Volvo XC40 Ultra B4 AWD Selection: Sonderedition für Japan vorgestellt
Volvo bringt die Sonderedition XC40 Ultra B4 AWD Selection nach Japan. Mit Panoramadach, Harman Kardon und mehr – fast volle Ausstattung zum Festpreis.
Volvo Car Japan hat eine Sonderedition des XC40 vorgestellt, die den Namen Ultra B4 AWD Selection trägt. Mit einem Preis von 6.490.000 Yen (etwa 41.118 US-Dollar zum aktuellen Kurs) handelt es sich nicht um ein neues Modell, sondern um eine besonders gut ausgestattete Version des kompakten SUV, der in Japan nach wie vor der meistverkaufte Volvo ist.

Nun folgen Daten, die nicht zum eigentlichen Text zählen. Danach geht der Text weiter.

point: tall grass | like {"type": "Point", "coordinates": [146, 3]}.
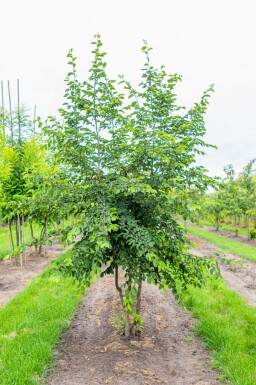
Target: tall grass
{"type": "Point", "coordinates": [227, 325]}
{"type": "Point", "coordinates": [30, 326]}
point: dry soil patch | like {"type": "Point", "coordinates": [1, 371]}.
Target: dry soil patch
{"type": "Point", "coordinates": [240, 278]}
{"type": "Point", "coordinates": [92, 352]}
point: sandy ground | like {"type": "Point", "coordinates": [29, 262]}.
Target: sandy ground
{"type": "Point", "coordinates": [240, 278]}
{"type": "Point", "coordinates": [230, 235]}
{"type": "Point", "coordinates": [92, 352]}
{"type": "Point", "coordinates": [14, 278]}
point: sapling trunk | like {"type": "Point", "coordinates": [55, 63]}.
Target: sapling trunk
{"type": "Point", "coordinates": [138, 299]}
{"type": "Point", "coordinates": [32, 236]}
{"type": "Point", "coordinates": [10, 235]}
{"type": "Point", "coordinates": [43, 232]}
{"type": "Point", "coordinates": [249, 229]}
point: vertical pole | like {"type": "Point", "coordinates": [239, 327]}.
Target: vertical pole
{"type": "Point", "coordinates": [18, 95]}
{"type": "Point", "coordinates": [10, 109]}
{"type": "Point", "coordinates": [34, 118]}
{"type": "Point", "coordinates": [2, 92]}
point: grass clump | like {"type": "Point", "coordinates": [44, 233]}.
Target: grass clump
{"type": "Point", "coordinates": [30, 326]}
{"type": "Point", "coordinates": [234, 247]}
{"type": "Point", "coordinates": [226, 323]}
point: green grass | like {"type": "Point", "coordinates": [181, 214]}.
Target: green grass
{"type": "Point", "coordinates": [231, 228]}
{"type": "Point", "coordinates": [234, 247]}
{"type": "Point", "coordinates": [227, 325]}
{"type": "Point", "coordinates": [30, 326]}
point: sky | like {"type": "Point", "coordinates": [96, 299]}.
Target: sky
{"type": "Point", "coordinates": [205, 41]}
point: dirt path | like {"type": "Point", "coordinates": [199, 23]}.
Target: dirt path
{"type": "Point", "coordinates": [231, 235]}
{"type": "Point", "coordinates": [91, 351]}
{"type": "Point", "coordinates": [14, 278]}
{"type": "Point", "coordinates": [241, 278]}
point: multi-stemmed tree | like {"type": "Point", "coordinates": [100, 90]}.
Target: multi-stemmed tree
{"type": "Point", "coordinates": [131, 156]}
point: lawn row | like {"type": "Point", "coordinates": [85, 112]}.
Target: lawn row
{"type": "Point", "coordinates": [234, 247]}
{"type": "Point", "coordinates": [31, 323]}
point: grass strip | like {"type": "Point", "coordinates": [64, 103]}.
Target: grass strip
{"type": "Point", "coordinates": [227, 325]}
{"type": "Point", "coordinates": [234, 247]}
{"type": "Point", "coordinates": [30, 326]}
{"type": "Point", "coordinates": [223, 226]}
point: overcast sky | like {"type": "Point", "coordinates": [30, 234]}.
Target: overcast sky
{"type": "Point", "coordinates": [206, 41]}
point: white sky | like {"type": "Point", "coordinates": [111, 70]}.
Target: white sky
{"type": "Point", "coordinates": [206, 41]}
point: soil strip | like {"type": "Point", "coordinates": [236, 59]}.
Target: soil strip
{"type": "Point", "coordinates": [92, 352]}
{"type": "Point", "coordinates": [241, 277]}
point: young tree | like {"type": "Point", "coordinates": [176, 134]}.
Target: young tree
{"type": "Point", "coordinates": [131, 154]}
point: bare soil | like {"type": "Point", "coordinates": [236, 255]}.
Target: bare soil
{"type": "Point", "coordinates": [92, 352]}
{"type": "Point", "coordinates": [14, 278]}
{"type": "Point", "coordinates": [241, 278]}
{"type": "Point", "coordinates": [231, 235]}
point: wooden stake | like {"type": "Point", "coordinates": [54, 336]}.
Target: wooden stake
{"type": "Point", "coordinates": [18, 94]}
{"type": "Point", "coordinates": [10, 109]}
{"type": "Point", "coordinates": [34, 118]}
{"type": "Point", "coordinates": [2, 92]}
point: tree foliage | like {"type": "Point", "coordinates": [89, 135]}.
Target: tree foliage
{"type": "Point", "coordinates": [130, 153]}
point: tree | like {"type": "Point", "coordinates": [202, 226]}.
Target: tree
{"type": "Point", "coordinates": [131, 154]}
{"type": "Point", "coordinates": [247, 182]}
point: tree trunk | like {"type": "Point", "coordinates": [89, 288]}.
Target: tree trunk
{"type": "Point", "coordinates": [138, 300]}
{"type": "Point", "coordinates": [249, 232]}
{"type": "Point", "coordinates": [10, 235]}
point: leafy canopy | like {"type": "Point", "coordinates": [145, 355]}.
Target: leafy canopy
{"type": "Point", "coordinates": [130, 153]}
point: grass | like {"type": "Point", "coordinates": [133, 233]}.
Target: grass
{"type": "Point", "coordinates": [30, 326]}
{"type": "Point", "coordinates": [234, 247]}
{"type": "Point", "coordinates": [227, 325]}
{"type": "Point", "coordinates": [231, 228]}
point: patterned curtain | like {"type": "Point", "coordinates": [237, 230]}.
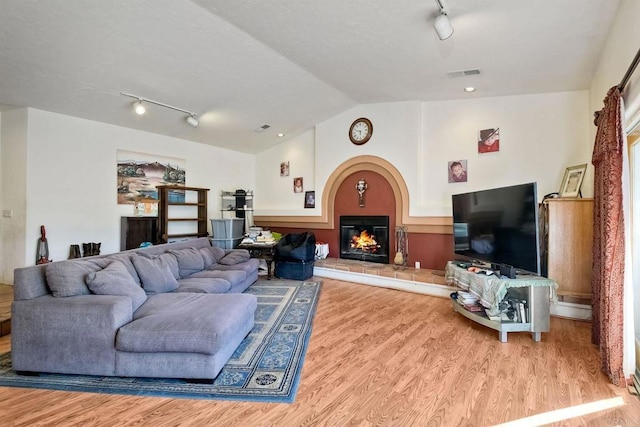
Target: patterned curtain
{"type": "Point", "coordinates": [608, 239]}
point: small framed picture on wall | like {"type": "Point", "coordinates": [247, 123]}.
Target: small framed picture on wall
{"type": "Point", "coordinates": [572, 181]}
{"type": "Point", "coordinates": [284, 169]}
{"type": "Point", "coordinates": [309, 199]}
{"type": "Point", "coordinates": [458, 171]}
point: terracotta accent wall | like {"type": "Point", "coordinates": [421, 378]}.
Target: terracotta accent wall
{"type": "Point", "coordinates": [431, 250]}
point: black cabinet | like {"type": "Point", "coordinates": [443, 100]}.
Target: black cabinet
{"type": "Point", "coordinates": [137, 229]}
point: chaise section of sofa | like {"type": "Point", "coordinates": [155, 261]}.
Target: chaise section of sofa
{"type": "Point", "coordinates": [173, 310]}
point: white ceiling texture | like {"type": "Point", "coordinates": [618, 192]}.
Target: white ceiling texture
{"type": "Point", "coordinates": [289, 64]}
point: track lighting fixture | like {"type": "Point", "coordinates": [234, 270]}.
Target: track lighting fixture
{"type": "Point", "coordinates": [442, 25]}
{"type": "Point", "coordinates": [193, 121]}
{"type": "Point", "coordinates": [139, 107]}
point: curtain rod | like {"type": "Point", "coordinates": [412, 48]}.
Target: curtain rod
{"type": "Point", "coordinates": [629, 72]}
{"type": "Point", "coordinates": [623, 82]}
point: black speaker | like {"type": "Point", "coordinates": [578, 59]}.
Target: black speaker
{"type": "Point", "coordinates": [508, 271]}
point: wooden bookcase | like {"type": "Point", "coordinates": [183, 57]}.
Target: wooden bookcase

Das Konzept ist simpel: Der Kunde bekommt nahezu die maximale Ausstattung, ohne sich durch Optionenlisten kämpfen zu müssen. Diese Edition ersetzt die bisherige XC40 Ultra B4 AWD und bleibt die einzige Allradvariante im Angebot. Zur Serienausstattung gehören Ledersitze, ein Orrefors-Kristall-Wählhebel, ein hochwertiges Harman Kardon Soundsystem und 19-Zoll-Räder.
Die größte Neuerung ist ein elektrisches Panorama-Glasdach mit Kippfunktion – bisher optional, jetzt Serie. Für einen kompakten Crossover ist das eine deutliche Aufwertung: Der Innenraum wirkt geräumiger, und der XC40 rückt näher an die größeren Volvo-Modelle heran.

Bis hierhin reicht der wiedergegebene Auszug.